Sur la créance de la Société Générale :
Cette créance, cédée selon contrat du 3 août 2022 au fonds commun de titrisation Foncred V, représenté par la société France Titrisation, qui a désigné la société Eos France en qualité de representant-recouvreur, et sa déclaration à la procédure de saisie immobilière, ne font plus l'objet de contestation de la part des appelants qui concluent à son rejet uniquement fondé sur l'hypothèse du rejet de la demande du créancier poursuivant.
Il s'ensuit la confirmation du jugement entrepris en toutes ses dispositions appelées.

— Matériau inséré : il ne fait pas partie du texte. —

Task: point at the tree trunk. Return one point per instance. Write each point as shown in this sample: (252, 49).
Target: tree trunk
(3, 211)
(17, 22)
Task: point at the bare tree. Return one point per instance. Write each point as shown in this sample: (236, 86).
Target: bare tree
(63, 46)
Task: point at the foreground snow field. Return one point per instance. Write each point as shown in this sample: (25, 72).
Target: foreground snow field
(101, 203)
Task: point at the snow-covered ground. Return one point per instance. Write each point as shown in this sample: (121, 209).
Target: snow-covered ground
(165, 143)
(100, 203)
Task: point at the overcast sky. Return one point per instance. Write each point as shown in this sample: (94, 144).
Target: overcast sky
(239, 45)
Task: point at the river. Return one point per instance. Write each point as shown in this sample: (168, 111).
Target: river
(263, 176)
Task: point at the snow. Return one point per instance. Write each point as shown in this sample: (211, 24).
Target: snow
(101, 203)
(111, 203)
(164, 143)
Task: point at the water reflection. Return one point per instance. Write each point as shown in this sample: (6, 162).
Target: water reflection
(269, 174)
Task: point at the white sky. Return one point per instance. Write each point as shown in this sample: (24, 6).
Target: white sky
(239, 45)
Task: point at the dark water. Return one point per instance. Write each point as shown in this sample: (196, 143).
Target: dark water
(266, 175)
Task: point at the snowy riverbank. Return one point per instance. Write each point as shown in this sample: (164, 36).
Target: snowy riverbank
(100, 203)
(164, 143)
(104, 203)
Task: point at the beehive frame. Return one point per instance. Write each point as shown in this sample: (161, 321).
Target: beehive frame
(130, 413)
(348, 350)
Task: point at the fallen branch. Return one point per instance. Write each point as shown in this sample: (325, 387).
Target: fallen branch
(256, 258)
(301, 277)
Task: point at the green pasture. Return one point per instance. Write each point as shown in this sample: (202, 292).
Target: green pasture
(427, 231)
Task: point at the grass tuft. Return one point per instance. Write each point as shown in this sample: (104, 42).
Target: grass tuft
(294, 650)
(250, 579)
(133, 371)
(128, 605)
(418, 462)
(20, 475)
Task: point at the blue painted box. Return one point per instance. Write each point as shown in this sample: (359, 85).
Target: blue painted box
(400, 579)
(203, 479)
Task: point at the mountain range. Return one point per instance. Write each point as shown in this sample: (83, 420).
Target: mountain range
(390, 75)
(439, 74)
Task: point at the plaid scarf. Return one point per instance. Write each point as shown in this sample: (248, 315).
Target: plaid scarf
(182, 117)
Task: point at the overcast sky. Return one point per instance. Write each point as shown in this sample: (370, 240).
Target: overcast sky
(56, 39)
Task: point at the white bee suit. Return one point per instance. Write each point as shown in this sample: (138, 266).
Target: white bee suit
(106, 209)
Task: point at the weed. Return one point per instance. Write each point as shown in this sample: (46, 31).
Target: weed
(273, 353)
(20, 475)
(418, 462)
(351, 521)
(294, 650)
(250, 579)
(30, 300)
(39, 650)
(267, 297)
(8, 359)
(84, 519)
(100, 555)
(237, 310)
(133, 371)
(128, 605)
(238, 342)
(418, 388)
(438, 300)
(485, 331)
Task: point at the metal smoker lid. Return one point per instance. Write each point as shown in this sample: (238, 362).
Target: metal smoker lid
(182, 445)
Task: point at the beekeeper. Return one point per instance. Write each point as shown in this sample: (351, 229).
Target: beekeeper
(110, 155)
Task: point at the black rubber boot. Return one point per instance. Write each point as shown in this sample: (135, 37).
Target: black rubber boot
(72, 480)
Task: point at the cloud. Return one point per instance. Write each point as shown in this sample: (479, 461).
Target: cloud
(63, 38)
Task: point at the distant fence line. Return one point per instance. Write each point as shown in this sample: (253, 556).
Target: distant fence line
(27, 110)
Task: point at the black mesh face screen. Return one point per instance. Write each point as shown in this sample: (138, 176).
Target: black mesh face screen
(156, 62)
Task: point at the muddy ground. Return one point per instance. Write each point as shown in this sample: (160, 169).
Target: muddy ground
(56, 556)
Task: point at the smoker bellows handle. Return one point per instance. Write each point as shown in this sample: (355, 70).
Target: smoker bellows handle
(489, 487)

Les appelants qui succombent en leur recours supporteront les dépens d'appel et seront tenus in solidum à payer à la CRCAM la somme de 2000 euros en application de l'article 700 du code de procédure civile, dispositions dont l'équité ne commande pas de faire application en faveur du fonds commun de titrisation .
PAR CES MOTIFS
La cour, statuant après en voir délibéré conformément à la loi, par arrêt réputé contradictoire prononcé par mise à disposition au greffe,
CONFIRME le jugement entrepris en toutes ses dispositions appelées ;
Y ajoutant,
CONDAMNE in solidum Mme [V] [E] épouse [J], M.[R] [J] et M. [X] [J] à payer à la Caisse Régionale de Crédit Agricole Mutuel Alpes Provence la somme de 2000 euros en application des dispositions de l'article 700 du code de procédure civile ;
REJETTE la demande présentée à ce titre par le fonds commun de titrisation Foncred V representé par la société France Titrisation et la société Eos France, en qualité de représentant recouvreur ;
CONDAMNE in solidum Mme [V] [E] épouse [J], M.[R] [J] et M. [X] [J] aux dépens d'appel.